In 2006, The New York Times described Mr. Segal because the clothes shop of “Hollywood fantasies, selling uniforms of expensive shirts and impossibly overthought bluejeans and kitten heels to the city’s well-to-do inhabitants and celebrities.”

Frederick Mandel Segal was born on Aug. 16, 1933, in Chicago. His mother and father, David and Helen Segal, labored a number of jobs, in response to the household’s spokeswoman, and Mr. Segal grew up poor.

He by no means went to high school for vogue and relatively labored as a touring shoe salesman and shined footwear in Venice Beach — two jobs that allow him observe folks and helped him domesticate a way for what patrons needed.

Tired of touring, he determined to open his first retailer in 1960.

Mr. Segal credited his early success to his means to be trustworthy with clients.

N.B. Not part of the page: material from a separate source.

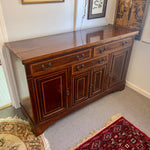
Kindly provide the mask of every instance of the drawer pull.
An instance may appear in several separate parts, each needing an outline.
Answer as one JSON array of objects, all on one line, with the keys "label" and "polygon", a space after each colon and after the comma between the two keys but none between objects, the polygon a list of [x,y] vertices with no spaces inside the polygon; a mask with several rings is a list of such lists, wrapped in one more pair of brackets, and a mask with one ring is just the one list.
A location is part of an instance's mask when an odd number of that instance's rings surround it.
[{"label": "drawer pull", "polygon": [[111,77],[111,71],[109,71],[108,76]]},{"label": "drawer pull", "polygon": [[84,69],[84,64],[82,64],[82,66],[80,67],[80,66],[77,66],[77,70],[78,71],[82,71]]},{"label": "drawer pull", "polygon": [[80,57],[79,55],[77,55],[77,59],[78,59],[78,60],[82,60],[82,59],[84,59],[84,57],[85,57],[84,54],[81,54],[81,57]]},{"label": "drawer pull", "polygon": [[47,68],[45,67],[44,64],[41,67],[42,67],[43,70],[49,70],[52,67],[52,64],[49,62]]},{"label": "drawer pull", "polygon": [[70,95],[69,88],[66,89],[66,95],[67,95],[67,96]]},{"label": "drawer pull", "polygon": [[90,89],[93,88],[93,84],[90,84]]},{"label": "drawer pull", "polygon": [[105,60],[106,60],[105,58],[100,59],[100,60],[98,60],[98,63],[99,63],[99,64],[103,64],[103,63],[105,62]]},{"label": "drawer pull", "polygon": [[129,41],[123,41],[123,42],[122,42],[122,45],[125,46],[125,45],[127,45],[128,43],[129,43]]},{"label": "drawer pull", "polygon": [[104,53],[105,51],[107,50],[107,48],[106,47],[104,47],[104,49],[102,49],[102,48],[100,48],[100,53]]}]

“I learned at a very young age that the area of no competition is in integrity,” Mr. Segal informed Haute Living. “When I was selling in my store to my customers and they came in wanting to buy this or that, if they put an outfit on and they asked me for my advice, part of the time I’d say, ‘Take that off, don’t even buy that, that would be ridiculous, you don’t even look good in that.’ That’s really deep honesty. You don’t find that in business, you know?”

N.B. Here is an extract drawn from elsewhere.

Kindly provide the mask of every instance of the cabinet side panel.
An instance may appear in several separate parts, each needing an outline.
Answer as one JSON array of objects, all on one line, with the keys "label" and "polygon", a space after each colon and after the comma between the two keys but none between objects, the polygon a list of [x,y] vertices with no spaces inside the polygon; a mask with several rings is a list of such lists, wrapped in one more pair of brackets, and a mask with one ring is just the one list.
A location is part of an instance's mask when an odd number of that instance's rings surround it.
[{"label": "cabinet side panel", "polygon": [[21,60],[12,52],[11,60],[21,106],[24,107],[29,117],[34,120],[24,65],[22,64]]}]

There had been finally Fred Segal shops in Taiwan and in Bern, the capital of Switzerland. In 2015, the model opened a store in Tokyo that additionally included an on-site food truck that offered Mexican road corn, shrimp on a roll, and sizzling canines paired with Coca-Cola and Corona.

The title Fred Segal grew to become so well-known that it was casually referenced in films like “Clueless” and “Legally Blonde.”

Mr. Segal is survived by his spouse, Tina; 5 kids, Michael, Judy, Sharon, Nina and Annie; 10 grandchildren; and two great-grandchildren.

Mike Ives contributed reporting, and Jack Begg contributed analysis.